A solo cinco o seis jornadas de Hemeroscopion una nueva tormenta separó mi nave del resto. La noche, los vientos, la lluvia incesante, nos hizo desviar hacia el sur y la fuerza de las olas chocar contra unas rocas frente a la que había sido floreciente Mainake, hacia años destruida por los cartagineses.
Hice todo cuanto pude por llevar a tierra a mis compañeros de infortunio. Conseguimos salvarnos  solamente cinco de los once que íbamos en la nave. Los otros desaparecieron entre las aguas. De los cinco, dos eran esclavos y al amanecer del segundo día, cuando empezábamos a tomar conciencia de nuestra situación, desaparecieron sin que supiéramos más de ellos.
Isos y Daubos, los otros supervivientes, tenían intereses en la expedición y decidieron seguir hacia el norte por la costa, con ánimo de llegar por tierra a Hemeroscopion. No sabíamos la distancia que habría, pero indudablemente estábamos muchos miles de estadios al sur.
Conseguimos ayuda en las ruinas de Mainake. Mediante astucias, Daubos era un hombre de recursos, consiguió que el destacamento cartaginés allí refugiado nos prestara auxilio. Incluso nos permitieron incluirnos en su expedición. Pretendían llegar hasta Mastia. Allí podríamos conseguir caballos con los que llegar en pocas jornadas a nuestro destino.
Lo que al principio nos había parecido una pequeña tropa, constituía un considerable contingente. Según entendimos su misión era doble, por un lado levantar tropas con que reforzar el ejército cartaginés, por otro inspeccionar la costa. Había en proyecto la construcción de una ciudad sobre la misma Mastia que terminaría con la preponderancia massaliota de Alonis y Akra-Leuké. Precisaban comprobar el apoyo u oposición de los indígenas. Hablaban de una segunda Cartago. Descubrimos que nuestra presencia entre ellos les permitía un más fácil contacto con los habitantes de los poblados iberos. Era frecuente la presencia de descendientes de helenos entre ellos. Nosotros les necesitábamos si queríamos llegar a vivos a alguna parte.

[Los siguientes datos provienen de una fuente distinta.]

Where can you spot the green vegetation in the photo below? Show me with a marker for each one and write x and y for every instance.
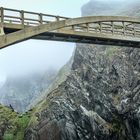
(14, 124)
(111, 51)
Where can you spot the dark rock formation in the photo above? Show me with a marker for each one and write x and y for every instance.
(99, 100)
(22, 91)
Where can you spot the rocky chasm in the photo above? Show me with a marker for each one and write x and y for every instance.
(96, 96)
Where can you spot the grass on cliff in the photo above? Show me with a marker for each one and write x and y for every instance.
(15, 123)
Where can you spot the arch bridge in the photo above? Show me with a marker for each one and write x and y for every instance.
(19, 25)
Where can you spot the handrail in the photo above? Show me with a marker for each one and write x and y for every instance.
(23, 16)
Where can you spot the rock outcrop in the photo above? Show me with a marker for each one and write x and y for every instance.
(21, 92)
(99, 100)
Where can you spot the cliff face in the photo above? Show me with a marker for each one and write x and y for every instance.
(99, 100)
(21, 91)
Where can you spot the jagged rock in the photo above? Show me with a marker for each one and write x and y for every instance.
(99, 100)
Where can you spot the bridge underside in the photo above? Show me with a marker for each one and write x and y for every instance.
(102, 30)
(67, 36)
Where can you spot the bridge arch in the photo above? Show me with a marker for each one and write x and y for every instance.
(127, 27)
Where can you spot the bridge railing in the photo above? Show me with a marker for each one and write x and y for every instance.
(26, 18)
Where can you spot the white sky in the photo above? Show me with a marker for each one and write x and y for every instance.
(36, 55)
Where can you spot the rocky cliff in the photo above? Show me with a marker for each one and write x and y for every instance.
(100, 98)
(20, 92)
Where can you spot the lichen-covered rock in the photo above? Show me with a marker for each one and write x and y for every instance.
(99, 100)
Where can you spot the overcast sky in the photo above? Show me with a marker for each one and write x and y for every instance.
(34, 55)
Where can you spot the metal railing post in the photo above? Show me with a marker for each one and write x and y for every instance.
(40, 18)
(2, 14)
(57, 18)
(22, 17)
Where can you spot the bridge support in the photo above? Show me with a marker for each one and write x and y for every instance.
(1, 31)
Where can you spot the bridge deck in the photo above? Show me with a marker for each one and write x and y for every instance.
(122, 31)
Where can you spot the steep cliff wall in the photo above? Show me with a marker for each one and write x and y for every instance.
(100, 98)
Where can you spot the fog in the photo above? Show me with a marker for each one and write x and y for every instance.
(36, 55)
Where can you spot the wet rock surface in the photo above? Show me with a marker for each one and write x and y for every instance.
(99, 100)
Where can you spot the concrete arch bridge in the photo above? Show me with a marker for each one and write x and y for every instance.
(19, 25)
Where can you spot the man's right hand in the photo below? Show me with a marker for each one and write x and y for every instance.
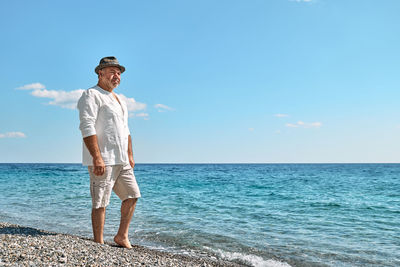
(98, 166)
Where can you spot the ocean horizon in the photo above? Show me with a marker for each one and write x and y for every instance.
(259, 214)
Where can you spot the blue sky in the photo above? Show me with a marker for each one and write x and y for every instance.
(217, 81)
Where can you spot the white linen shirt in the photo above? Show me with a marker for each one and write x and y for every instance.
(100, 114)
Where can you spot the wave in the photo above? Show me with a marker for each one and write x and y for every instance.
(250, 259)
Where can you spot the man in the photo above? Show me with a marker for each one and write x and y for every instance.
(107, 149)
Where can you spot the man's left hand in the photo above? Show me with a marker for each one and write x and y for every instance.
(132, 162)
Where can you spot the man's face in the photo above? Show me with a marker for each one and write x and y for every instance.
(111, 76)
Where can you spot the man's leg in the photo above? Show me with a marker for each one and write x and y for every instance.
(98, 219)
(127, 210)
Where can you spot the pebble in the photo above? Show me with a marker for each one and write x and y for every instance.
(24, 246)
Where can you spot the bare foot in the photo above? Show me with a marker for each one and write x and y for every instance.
(123, 242)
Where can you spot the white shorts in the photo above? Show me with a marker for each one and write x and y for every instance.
(117, 178)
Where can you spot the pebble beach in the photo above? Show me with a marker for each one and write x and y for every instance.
(25, 246)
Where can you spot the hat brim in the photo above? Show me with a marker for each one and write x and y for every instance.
(102, 66)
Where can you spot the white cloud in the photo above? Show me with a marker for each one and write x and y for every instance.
(279, 115)
(12, 135)
(32, 86)
(132, 104)
(60, 98)
(69, 99)
(304, 125)
(162, 108)
(143, 115)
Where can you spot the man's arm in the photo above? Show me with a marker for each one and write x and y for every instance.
(130, 152)
(93, 147)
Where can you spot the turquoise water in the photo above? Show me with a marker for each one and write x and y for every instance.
(259, 214)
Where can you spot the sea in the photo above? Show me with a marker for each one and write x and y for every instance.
(254, 214)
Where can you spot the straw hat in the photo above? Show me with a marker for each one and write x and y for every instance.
(108, 62)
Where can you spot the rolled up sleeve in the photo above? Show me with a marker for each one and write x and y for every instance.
(88, 110)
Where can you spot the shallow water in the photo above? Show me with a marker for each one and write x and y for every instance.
(260, 214)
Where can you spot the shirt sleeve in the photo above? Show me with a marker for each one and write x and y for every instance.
(88, 110)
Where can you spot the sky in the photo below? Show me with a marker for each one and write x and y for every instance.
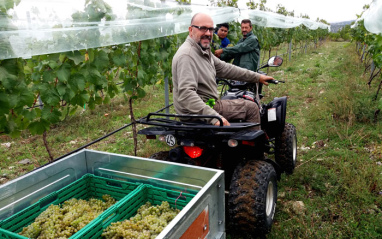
(329, 10)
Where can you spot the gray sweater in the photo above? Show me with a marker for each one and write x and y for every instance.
(194, 73)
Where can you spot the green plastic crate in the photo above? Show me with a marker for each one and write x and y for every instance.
(128, 207)
(89, 186)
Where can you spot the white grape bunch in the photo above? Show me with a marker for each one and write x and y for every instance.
(147, 223)
(62, 221)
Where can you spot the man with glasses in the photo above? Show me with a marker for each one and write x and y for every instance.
(246, 52)
(222, 32)
(194, 69)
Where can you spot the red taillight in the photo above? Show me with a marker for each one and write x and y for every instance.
(250, 143)
(193, 151)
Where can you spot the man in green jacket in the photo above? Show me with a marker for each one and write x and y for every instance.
(246, 53)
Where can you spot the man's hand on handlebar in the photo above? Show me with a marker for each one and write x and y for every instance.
(263, 79)
(225, 122)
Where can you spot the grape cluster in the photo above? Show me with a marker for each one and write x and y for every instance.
(147, 223)
(62, 221)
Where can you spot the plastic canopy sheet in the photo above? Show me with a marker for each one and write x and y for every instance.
(373, 17)
(39, 27)
(270, 19)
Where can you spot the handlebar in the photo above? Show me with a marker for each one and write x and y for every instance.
(275, 81)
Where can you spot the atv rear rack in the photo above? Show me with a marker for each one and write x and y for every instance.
(194, 124)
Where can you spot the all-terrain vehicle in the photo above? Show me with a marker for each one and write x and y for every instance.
(251, 178)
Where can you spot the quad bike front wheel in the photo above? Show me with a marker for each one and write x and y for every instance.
(252, 198)
(162, 155)
(286, 149)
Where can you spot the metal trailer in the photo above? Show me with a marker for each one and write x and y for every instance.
(207, 206)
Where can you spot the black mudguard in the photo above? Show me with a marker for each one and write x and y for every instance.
(273, 116)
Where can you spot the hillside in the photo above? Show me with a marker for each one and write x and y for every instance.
(336, 189)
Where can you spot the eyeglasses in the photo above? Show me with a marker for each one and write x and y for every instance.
(204, 29)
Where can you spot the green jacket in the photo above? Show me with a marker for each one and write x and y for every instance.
(246, 53)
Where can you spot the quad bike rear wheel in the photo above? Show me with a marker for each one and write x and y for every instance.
(252, 198)
(286, 149)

En Alonis nuestro papel de hombres de buena voluntad sirvió a los de Cartago para evitar enfrentamientos. Mientras ellos acampaban en el exterior, nosotros tres tomamos contacto con los massaliotas que allí vivían. Así pudimos encontrarnos con antiguos socios de mi padre, enviar noticias de nuestro paradero y hacernos con cabalgaduras  que nos permitieran una más digna situación.
A partir de allí  no parecía haber peligro. Daubos e Isos estaban dispuestos a seguir hasta Lucentum. En esa ciudad mi padre tenía corresponsales que nos permitirían organizar una expedición por tierra hasta Hemeroscopión. No sería necesaria ya la protección de las tropas cartaginesas.

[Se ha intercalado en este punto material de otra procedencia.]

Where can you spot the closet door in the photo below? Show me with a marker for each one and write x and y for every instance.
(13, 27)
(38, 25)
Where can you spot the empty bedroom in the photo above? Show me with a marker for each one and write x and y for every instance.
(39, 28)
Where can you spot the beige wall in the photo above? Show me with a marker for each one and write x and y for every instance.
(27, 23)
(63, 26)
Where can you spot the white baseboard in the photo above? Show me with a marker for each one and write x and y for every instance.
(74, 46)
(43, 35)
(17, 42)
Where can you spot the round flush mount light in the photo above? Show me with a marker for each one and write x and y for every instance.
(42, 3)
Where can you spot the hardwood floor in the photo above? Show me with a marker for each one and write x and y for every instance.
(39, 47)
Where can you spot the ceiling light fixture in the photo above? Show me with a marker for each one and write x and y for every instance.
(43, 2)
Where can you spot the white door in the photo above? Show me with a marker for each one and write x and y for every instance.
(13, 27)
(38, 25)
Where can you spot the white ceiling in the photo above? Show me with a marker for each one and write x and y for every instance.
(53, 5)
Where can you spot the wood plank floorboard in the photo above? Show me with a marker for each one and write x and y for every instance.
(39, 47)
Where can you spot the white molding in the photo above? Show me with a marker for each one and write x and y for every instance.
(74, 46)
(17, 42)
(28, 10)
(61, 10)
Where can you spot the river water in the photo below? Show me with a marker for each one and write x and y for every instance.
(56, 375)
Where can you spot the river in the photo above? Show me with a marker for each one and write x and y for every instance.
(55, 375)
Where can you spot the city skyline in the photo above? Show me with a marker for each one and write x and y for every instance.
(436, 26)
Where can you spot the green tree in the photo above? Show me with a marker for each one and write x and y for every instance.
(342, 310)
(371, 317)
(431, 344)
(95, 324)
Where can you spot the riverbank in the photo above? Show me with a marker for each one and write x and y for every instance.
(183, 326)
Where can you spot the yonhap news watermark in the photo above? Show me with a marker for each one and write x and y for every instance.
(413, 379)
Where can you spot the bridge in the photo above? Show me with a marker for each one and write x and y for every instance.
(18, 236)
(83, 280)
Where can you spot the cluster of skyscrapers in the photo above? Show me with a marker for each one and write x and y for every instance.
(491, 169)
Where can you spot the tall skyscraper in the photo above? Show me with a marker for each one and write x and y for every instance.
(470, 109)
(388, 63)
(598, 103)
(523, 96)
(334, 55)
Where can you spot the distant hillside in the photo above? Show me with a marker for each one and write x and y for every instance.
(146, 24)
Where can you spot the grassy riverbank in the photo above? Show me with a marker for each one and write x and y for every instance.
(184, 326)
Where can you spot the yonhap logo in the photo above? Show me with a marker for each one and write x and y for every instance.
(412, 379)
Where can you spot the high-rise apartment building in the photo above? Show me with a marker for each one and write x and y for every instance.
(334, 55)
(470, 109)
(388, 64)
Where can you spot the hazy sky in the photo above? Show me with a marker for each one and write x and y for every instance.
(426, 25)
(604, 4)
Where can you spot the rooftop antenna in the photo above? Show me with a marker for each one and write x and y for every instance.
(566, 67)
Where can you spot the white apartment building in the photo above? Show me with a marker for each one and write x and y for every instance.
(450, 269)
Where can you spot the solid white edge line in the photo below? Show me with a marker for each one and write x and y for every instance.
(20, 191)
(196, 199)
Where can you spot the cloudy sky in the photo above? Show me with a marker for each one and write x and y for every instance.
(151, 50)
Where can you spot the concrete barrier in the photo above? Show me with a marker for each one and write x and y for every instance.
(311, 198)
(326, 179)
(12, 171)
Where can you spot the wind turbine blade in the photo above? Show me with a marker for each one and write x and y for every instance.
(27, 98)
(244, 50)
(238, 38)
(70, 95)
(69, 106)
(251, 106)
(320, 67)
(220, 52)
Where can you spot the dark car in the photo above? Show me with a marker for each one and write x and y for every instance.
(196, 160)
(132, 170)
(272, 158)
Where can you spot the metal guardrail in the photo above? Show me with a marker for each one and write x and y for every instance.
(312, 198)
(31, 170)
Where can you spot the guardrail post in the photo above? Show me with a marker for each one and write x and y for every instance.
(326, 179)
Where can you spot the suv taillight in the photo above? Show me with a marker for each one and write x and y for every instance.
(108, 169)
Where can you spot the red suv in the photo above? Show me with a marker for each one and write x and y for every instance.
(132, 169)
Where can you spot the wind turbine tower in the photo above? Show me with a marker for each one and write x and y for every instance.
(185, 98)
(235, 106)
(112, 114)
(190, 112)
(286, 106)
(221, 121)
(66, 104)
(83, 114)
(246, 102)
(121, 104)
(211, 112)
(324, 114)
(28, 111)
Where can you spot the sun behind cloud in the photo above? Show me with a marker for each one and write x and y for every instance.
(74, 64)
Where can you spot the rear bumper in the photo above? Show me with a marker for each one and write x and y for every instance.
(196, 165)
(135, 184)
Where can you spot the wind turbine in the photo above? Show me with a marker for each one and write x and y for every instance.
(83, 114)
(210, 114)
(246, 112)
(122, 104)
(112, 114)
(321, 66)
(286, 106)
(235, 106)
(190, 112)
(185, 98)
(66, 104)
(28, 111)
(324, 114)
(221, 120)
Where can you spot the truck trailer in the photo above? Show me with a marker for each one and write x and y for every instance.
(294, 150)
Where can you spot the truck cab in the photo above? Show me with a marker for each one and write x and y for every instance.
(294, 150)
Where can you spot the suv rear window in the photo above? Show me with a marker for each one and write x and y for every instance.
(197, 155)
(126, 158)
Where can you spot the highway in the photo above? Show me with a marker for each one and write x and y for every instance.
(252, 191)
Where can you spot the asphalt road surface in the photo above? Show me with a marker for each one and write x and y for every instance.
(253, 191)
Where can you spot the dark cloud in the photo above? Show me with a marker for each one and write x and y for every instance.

Yo había dedicado mis ratos de ocio a mi pasión de siempre, el cielo. Tenía la firme convicción de que Poseidón, el dios de los océanos, no me era propicio y no estaba dispuesto a exponerme nuevamente a sus iras. El mar no era mi lugar.

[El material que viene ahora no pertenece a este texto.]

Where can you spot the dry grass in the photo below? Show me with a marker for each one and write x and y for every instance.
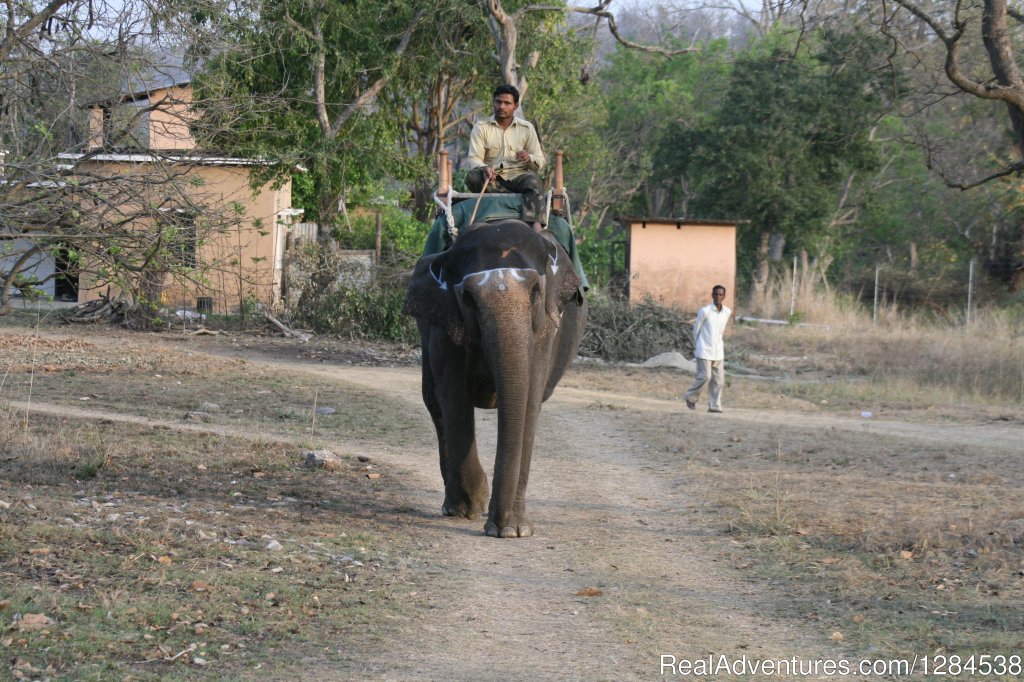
(139, 553)
(910, 361)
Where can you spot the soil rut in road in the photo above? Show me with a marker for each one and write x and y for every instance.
(609, 516)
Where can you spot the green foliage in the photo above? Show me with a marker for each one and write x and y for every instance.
(791, 128)
(337, 298)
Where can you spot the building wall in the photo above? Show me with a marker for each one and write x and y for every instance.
(240, 248)
(40, 267)
(678, 262)
(162, 120)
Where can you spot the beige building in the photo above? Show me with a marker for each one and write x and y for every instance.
(677, 261)
(230, 239)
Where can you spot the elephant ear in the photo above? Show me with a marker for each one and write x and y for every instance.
(430, 300)
(562, 281)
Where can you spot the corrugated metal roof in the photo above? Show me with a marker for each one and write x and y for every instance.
(685, 221)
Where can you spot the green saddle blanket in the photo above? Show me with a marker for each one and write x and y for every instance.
(501, 207)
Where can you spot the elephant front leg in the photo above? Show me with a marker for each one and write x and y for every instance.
(465, 482)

          Algo dentro de mí ofrecía la certeza de que Ouranos, el dios del cielo, me sería más favorable. El largo viaje me había permitido observar la disposición de las estrellas con una extraordinaria claridad, como nunca lo había hecho. Ya en Mainake había tenido la revelación del Río de Leche. Una cinta luminosa se me había aparecido la primera noche sin luna a poco de salir de la ciudad. Como si un camino de estrellas me llamara a una dedicación más completa. En Mileto, Cleotis me había contado lo del Chorro de Amaltea. Pero nunca lo había visto tan claramente hasta llegar a Hesperia.
Había hablado con los helenos encontrados durante el recorrido. Uno incluso  me habló de las montañas de los tres ríos. Tierra adentro, en la dirección que me había mostrado el Río de Leche, “donde nace el cauce que riega Tartessos”, se hallaban unas montañas feracísimas en las que se encontraba el jardín de las Hespérides y donde el dios del cielo gustaba descender.
Continuar más al norte por la costa, suponía alejarme de mi verdadero fin. Decidí pues seguir aquellos avisos celestes y expliqué a mis compañeros la decisión. Mi edad me permitía, en ausencia de mi padre, elegir. Así lo hice.
     Debía ser muy claro mi empeño, quien sabe si los dioses me infundían el poder de convencer. Tras un breve intento por disuadirme, aceptaron mi decisión. Me proporcionaron un caballo, provisiones y dos esclavos. Isos y Daubos se encargarían de comunicar a mis padres la elección y las disposiciones que habrían de hacerse con lo que me perteneciera.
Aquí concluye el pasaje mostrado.